Separately, I spent some time trying to understand how the first (Mizuno) paper 
addresses the temperature of the exit plenum walls as  influenced by variations 
in the ambient temperature of the laboratory.  In addition I did not  
understand the thermal coupling between the control reactor and the reactor 
with the suspected LENR reaction within their common  enclosure.  I would have 
thought there would be no coupling between the control and the “real” test 
reactors.

The second paper by Schwartz has so many new unfamiliar  terms for me that I 
found hard to follow.

Bob Cook



From: JonesBeene <jone...@pacbell.net>
Sent: Tuesday, November 21, 2017 8:04:56 PM
To: vortex-l@eskimo.com
Subject: RE: [Vo]:J. Condensed Matter Nuclear Science Vol. 25 uploaded


From: Jed Rothwell<mailto:jedrothw...@gmail.com>


See:

http://lenr-canr.org/acrobat/BiberianJPjcondensedx.pdf



There is an interesting paper by Accomazzi on binuclear hydrogen (hydrogen-like 
helium) which Bob Cook and anyone looking for a proton-paring scenario can 
appreciate.

Together with Mills and Holmlid, this is appealing an one can cherry-pick. 
Quote:

“Binuclear atoms are metastable configurations in which two nuclei are held 
together by the electronic energy
of the orbiting electrons in an atomic-like configuration. The hydrogen– 
hydrogen helium-like Binuclear atom
(H+H+)2e- is explicitly predicted to exist, although the activation energy 
required for its formation ( 30 eV)
is extremely high for ordinary chemistry, so that it can only be formed under 
very special conditions such as
the ones occurring inside a dense collisional cascade.
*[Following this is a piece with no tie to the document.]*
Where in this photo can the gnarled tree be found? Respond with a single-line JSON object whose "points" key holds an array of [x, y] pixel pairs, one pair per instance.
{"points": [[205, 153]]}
The (H+H+)2e-Binuclear atom is predicted to be metastable with a remarkably 
high activation energy (of several electron volts) for its dissociation. In the
(H+H+)2e-Binuclear atom, the electronic energy is not a constant of motion and 
is coupled with the nuclear kinetic energy…

The first graph is telling and has been replicated apparently



RE: [Vo]:J. Condensed Matter Nuclear Science Vol. 25 uploaded

2017-11-21 Thread JonesBeene

From: Jed Rothwell


See:

http://lenr-canr.org/acrobat/BiberianJPjcondensedx.pdf



There is an interesting paper by Accomazzi on binuclear hydrogen (hydrogen-like 
helium) which Bob Cook and anyone looking for a proton-paring scenario can 
appreciate. 

Together with Mills and Holmlid, this is appealing an one can cherry-pick. 
Quote:

“Binuclear atoms are metastable configurations in which two nuclei are held 
together by the electronic energy
of the orbiting electrons in an atomic-like configuration. The hydrogen– 
hydrogen helium-like Binuclear atom
(H+H+)2e- is explicitly predicted to exist, although the activation energy 
required for its formation ( 30 eV)
is extremely high for ordinary chemistry, so that it can only be formed under 
very special conditions such as
the ones occurring inside a dense collisional cascade. 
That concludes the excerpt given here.